Perspective Perception Shift
Tale of the Not Brown Hijab
Upon entering a Zoom call with my wild women friends, Helena complimented me on my hijab, “I love the silver hijab you have on.”
“Thanks, but it’s brown,” I let Helena know.
“Really?” Helena was surprised.
We had a conversation on how the hijab looked on the silver and grey side. I thought I knew what color hijab I was wearing. After all, I had only bought it because of its brown shade.
I was reminded of numerous rebuttals I have with my husband, Shakil, over the color turquoise. We argue over whether it’s blue or green. Of course, I’m always right. How can I not be?
Helena showed me a painting of someone wearing brown and someone wearing grey. After a discussion of colors, we went on our much anticipated bi-weekly wild women stroll.
After the call, I became curious. Was it the camera that didn’t capture the brown shade of my hijab or was it me? I saw a brown hand bag perched inside a box in my bedroom; A box of stuff that I still have to put away. I took off my hijab and placed it right on top of the brown handbag. This handbag was definitely brown. It didn’t fall into any other category of color. It was plain brown, no questions asked.
Wait a minute. This hijab does not resemble brown at all. I took a picture. Not brown. How can that be? Was this hijab brown when I first bought it and then perhaps it changed color to a grayish silver? That can’t be. I don’t know of any brown fabric that changes to a grey-silver color. Hair does that. Not fabric.
This little insight got me thinking about all the “facts” I perceive to be true. What if they are not?

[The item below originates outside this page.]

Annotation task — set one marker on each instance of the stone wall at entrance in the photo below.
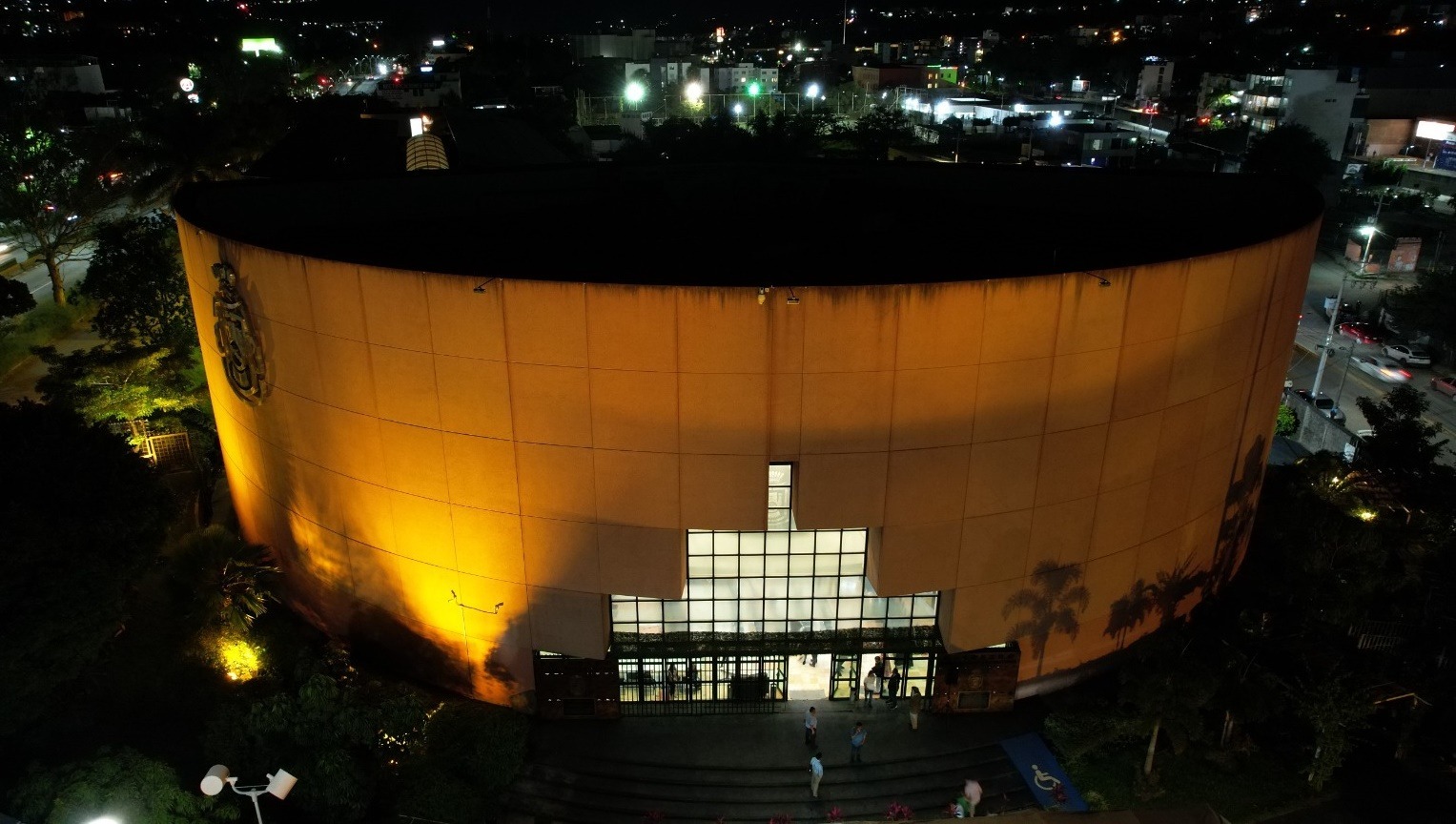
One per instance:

Back when I bought the non-brown hijab, I thought this fabric would go great with all my brown colored clothing. I associated this hijab with the color brown. For more than three years, I’ve been thinking it’s brown and wearing it with brownish clothing. And then just a simple comment from a friend challenged that notion. At first, I fought back. “This is brown. You can’t tell me otherwise.” The thought lingered and I somehow became open to the possibility that it might not be the shade I thought it to be. I was open to the possibility because my inner state was in a good place after our call. I also recalled the perspective and juxtaposition of the brown against the grey in the painting Helena showed me. I went out to see for myself by comparing the hijab with other base brown colors. I even got a brown M&M and placed it against the hijab. The grey fabric of the hijab came shining through. I had to admit that the hijab indeed was not brown.
How many times have I done that? Perhaps I categorized some people in a basket in my brain and they were not what I perceived them to be? How many times did I move around in life thinking my way to be the only way? What about when I assume that how I see and perceive is also how others see and perceive?

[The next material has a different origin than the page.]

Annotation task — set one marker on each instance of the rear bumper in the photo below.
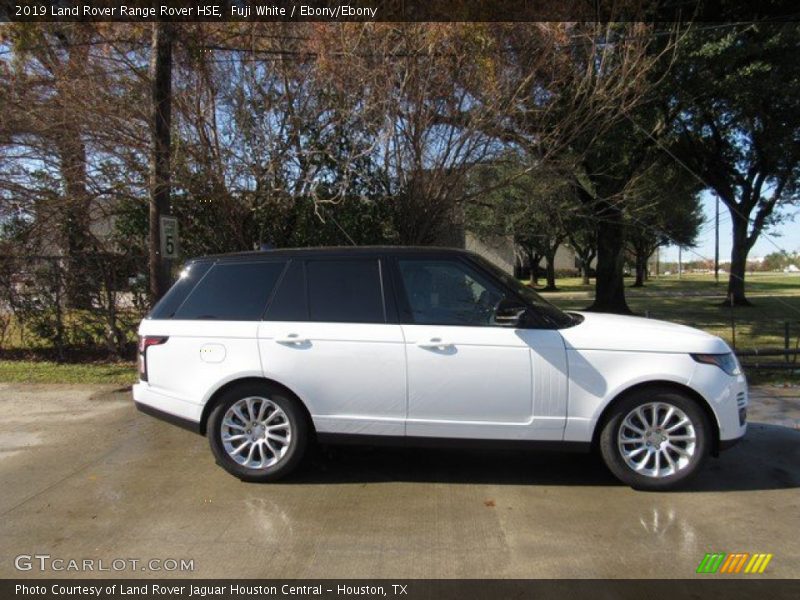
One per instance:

In High School during my pre-glasses era, I squinted my eyes to see the blackboard. I thought that was how everyone saw from the last row. The blackboard was also very streaky. How could anyone possibly see from so back there with a streaky blackboard? Also, how can I be so old that I lived in ye olde times of the blackboards? It turned out that others could see from back there. I remember whispering to my classroom neighbors and asking them what words were on the board. They would let me know with ease while I struggled to make out the words. Putting on my first pair of glasses, I saw a different perspective of new found clarity and sharp vision. I finally was able to see from the back of the room. This was a shift in perspective and that enabled me to perceive the words and images more clearly.
If I take off my glasses now, everything is blurry. That blurriness did not exist in my pre-glasses era. It’s as if my friend, Helena, offered me some glasses. A new perspective. I was reluctant to put them on. When I finally put them on, I saw another way. My vision became more fine-tuned. It made me challenge my old perception. I learned my old thinking was not true. Once I admitted to that, I could not un-see how un-brown the hijab was.
During dinner time, I saw my not brown hijab draped across the kitchen banquette. I asked my husband just for laughs: “what color would you say this hijab is?” He looked at it carefully and said, “It’s slate”. Slate! Now, that’s a fancy word. Something that I didn’t expect from him. What if my husband is right about turquoise and so many other subjects that we don’t agree on? Oh my world. I think for now, I’ll merely sit with the learning of the hijab not being brown. I can tackle the possibility about Shakil being right and I being wrong on another day.